Since insomnia is just a symptom of an underlying disease or an imbalance, evaluating the cause of insomnia is very important before prescribing any medication.
Depression is the most common cause of chronic insomnia, especially in the elderly.
A study shows that depressed elderly patients, if they suffer from insomnia, have a tendency to be depressed for over a year.
Another study shows that even without a history of depression, if an elderly patient suffers from insomnia, they have a high risk of being depressed. This is usually observed in women.
It has been proven that insomnia can affect ones’ lifestyle negatively. Once this happens, the person starts to worry. Worrying, then causes depression.
Depression is an emotional condition characterized by sadness or misery. Although many have experienced this at one time, clinical depression is a mood disorder characterized by feelings of sadness, anger or frustration affect daily life for an extended period of time.
Another interesting relationship between depression and disrupted sleep is that some medications used for depression can cause insomnia. This is because these medications are used to make the patient more energetic, that at times, these make the patient anxious.

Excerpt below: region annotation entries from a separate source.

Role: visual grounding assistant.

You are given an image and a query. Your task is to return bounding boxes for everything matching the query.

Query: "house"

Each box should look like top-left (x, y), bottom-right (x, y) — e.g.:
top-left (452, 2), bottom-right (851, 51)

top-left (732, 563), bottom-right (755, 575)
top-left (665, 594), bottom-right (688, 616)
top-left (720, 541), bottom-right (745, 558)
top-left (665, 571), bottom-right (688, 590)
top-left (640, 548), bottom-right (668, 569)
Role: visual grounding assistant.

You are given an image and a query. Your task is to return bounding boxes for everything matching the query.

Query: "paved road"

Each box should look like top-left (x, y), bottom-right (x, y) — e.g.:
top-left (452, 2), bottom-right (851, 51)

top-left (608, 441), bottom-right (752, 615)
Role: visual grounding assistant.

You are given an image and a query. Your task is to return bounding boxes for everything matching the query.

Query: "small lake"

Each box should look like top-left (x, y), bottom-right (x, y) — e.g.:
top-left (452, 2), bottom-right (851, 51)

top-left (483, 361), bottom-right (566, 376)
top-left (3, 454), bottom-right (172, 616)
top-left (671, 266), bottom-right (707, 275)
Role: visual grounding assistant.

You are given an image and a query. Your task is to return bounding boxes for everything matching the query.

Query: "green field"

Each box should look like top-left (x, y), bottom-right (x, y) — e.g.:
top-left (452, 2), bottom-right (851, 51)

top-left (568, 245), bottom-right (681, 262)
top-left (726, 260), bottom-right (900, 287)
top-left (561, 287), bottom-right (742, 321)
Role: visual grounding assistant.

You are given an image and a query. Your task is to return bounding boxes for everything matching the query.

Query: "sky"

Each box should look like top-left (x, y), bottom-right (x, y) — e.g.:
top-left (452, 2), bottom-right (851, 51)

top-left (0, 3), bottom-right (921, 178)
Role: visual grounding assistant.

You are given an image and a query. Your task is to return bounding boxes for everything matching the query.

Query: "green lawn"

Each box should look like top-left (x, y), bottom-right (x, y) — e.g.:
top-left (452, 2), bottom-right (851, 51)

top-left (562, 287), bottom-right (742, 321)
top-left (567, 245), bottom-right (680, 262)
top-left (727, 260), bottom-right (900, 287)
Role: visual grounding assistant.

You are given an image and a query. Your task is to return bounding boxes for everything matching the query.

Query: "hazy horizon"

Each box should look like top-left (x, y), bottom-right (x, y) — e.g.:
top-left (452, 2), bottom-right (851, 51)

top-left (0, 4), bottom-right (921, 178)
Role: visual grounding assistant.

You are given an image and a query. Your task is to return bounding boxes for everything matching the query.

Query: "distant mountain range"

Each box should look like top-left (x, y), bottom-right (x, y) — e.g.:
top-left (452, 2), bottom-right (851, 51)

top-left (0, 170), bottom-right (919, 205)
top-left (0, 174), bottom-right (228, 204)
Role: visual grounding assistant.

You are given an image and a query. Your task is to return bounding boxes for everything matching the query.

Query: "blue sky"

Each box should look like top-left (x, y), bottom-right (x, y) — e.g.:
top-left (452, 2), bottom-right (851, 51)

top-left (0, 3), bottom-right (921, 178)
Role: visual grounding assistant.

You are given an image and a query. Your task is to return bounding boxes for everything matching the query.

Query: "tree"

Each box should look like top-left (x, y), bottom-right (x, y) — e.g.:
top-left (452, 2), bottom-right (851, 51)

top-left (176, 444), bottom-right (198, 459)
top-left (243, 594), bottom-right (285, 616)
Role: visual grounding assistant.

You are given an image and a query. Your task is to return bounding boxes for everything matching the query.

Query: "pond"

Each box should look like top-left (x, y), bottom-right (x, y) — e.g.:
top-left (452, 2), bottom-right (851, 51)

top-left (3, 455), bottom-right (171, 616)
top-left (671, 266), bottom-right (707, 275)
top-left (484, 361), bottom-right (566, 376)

The new anti-depressants that have stimulant effects include Prozac, Paxil, Zoloft and other serotonin-reuptake inhibitors. Serotonin-reuptake inhibitors are substances that prevent the reabsortion of substances in the kidney. During the biological elimination process of substances taking place in the kidney, some substances are reabsorbed in the kidneys, thus, prolonging the effect of such substances.
With the presence of serotonin-reuptake inhibitors, serotonin is not reabsorbed and is continued to be eliminated from the body.
Serotonin is an important monoamine neurotransmitter that plays a large role in depression, anxiety and bipolar disorders. Some serotonin is converted by the pineal gland, the pea-sized gland at the center of the brain, into melatonin. Melatonin is a hormone that helps regulate the sleeping and waking cycles.
In addition to the prescribed medications to treat insomnia, a patient may also practice the following procedures to combat insomnia.
* Control exposure to caffeine, alcohol and nicotine.
These three substances are known to disrupt one’s normal sleeping patterns.
* Maintain regular sleeping time and waking time.
This would help in maintaining the circadian rhythm thus minimizing the effects of fatigue caused by insomnia.
* Regular exercise is good for the body but this shouldn’t be done late in the afternoon or early in the evening.
This is because exercise tends to start-up the body. If the body has gained more energy by the end of the day, this can prevent one from being able to sleep at night.
* Go to be only when about to sleep. Reading or watching TV in bed is discouraged or to be avoided.
When the mind is conditioned that the bed is for sleeping, once one goes to bed, he or she can readily get some sleep.
* Eat meals regularly.
Meal intake affects biological activities due to increased blood blow to the stomach.
These pointers may be helpful in managing conditions associated with insomnia. Still, some situations require sleep-promoting medications prescribed by a medical specialist.